Beans, bullets and bomb shelters
How a man I sat beside, and a market I never saw coming, turned me from a sceptic of gold into a student of it.
Early in my career, in the late 1990s, I sat a few feet from a man who believed in gold. Every morning he arrived, set down his coffee, and let the office know that today was the day to buy it. And every morning I had my answer ready. Buy beans, I would say. The next day, buy bullets. The day after that, bomb shelters. The list was endless, and so was my certainty. Gold, to me, was for the end-of-the-world crowd, the people waiting in a basement for a collapse that never came.

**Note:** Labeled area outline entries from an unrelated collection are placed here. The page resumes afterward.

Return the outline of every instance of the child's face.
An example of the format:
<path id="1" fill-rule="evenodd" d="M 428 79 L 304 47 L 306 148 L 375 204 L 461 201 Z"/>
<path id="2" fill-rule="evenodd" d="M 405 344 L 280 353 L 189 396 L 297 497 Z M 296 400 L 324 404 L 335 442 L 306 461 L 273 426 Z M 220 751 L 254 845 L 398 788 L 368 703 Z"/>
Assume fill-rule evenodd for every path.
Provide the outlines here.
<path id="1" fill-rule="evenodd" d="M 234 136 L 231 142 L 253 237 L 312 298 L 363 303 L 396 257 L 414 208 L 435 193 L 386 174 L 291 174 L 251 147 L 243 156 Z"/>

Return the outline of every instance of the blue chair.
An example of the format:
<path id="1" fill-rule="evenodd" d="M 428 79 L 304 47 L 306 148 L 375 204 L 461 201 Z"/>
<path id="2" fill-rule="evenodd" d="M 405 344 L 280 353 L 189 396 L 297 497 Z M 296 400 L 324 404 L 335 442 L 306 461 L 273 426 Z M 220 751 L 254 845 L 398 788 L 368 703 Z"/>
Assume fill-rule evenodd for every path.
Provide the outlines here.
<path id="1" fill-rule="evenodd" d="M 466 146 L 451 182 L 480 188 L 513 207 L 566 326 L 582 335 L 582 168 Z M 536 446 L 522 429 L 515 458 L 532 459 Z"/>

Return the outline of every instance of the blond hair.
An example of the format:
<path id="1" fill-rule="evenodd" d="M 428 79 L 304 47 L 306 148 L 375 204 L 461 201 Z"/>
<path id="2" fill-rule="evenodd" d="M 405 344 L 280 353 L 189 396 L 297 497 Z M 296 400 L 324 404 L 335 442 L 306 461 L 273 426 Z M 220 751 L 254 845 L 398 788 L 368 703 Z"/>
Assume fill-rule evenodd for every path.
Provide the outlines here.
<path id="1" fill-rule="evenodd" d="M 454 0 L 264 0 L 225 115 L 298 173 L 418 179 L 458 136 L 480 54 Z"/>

He took it well. He was from a mining town in northern Ontario; he had grown up around the metal and understood it in a way I did not trouble myself to. I mistook my ignorance for sophistication, which is the most expensive mistake a young man in this business can make.
What I had, though I could not have named it then, was a bias. I had decided what gold meant before I had done a single hour of genuine work to find out, and after that I heard only the things that agreed with me. Every doomsday newsletter that quoted a gold enthusiast confirmed my view. The quiet, serious case for it never reached me, because I was not listening for it.
Then the tech wreck came.
I remember the screens, red from top to bottom, and the question everyone in that office was asking in some private way: how did I miss this? Not how did the market fall, but how did I, a person paid to look after other people's money, not see it coming? The senior advisers had missed it. The fund wholesalers who took us to lunch had missed it. Managers with five-star records and serious mandates had missed it. One balanced fund won manager of the year with a return of -22%; that was the kind of year it was. And the part that has stayed with me is that the information had been there the whole time. If you had looked, truly looked, you could have found it.
Some had. A prominent research analyst had said, while a celebrated technology stock traded near $125, that it was really worth $2. I had seen the note. I ignored it. A well-known value manager had refused to own the technology names at all, and had bought gold instead while it sat under $300 an ounce and oil near $12. For his trouble he lagged the market for a stretch, his clients' advisers called for his head, and he was let go. He was right. He was simply early, which in this business looks identical to being wrong, right up until it does not. I ignored him too.
What I could not ignore, once the dust had settled, was a question that had crept up on me and would not leave. I managed money. People handed me the product of their working lives and trusted me to keep it safe. And one day it struck me, with something close to horror, that I did not actually know what money was. Where did it come from? What gave it value? Why was a slip of paper, or a number on a screen, worth anything at all?
Have you ever lost the spelling of a simple word? One you have written ten thousand times, and for a moment your mind will not produce it, and you stare at it sure you must be the only person alive who cannot manage something so basic. That was the feeling. I assumed everyone around me knew the answer and that I alone had missed the lesson. Impostor syndrome, we would call it now, and mine was off the charts. I felt like a fraud, and an irresponsible one at that.
So I went looking, and it did not take long before the search for what money is led, again and again, back to gold. I laughed when I saw it coming. There he was again, my old neighbour, beans and bullets and bomb shelters. But this time a few things landed, and they landed hard, and they got through a skull that had spent years being deliberately thick. How that happened is a story for its own page.
I tell this one only to make a small point. The strongest case against gold I ever heard was my own, and it was built entirely of things I had never once examined. The fix was not cleverness. It was going back to first principles, starting not from what everyone around me believed about money, but from what was actually, verifiably true, and building up from there. If I had to do that in public, at the cost of some pride, then anyone can. It starts with a single plain question: what is the money you are holding, and what is it actually worth?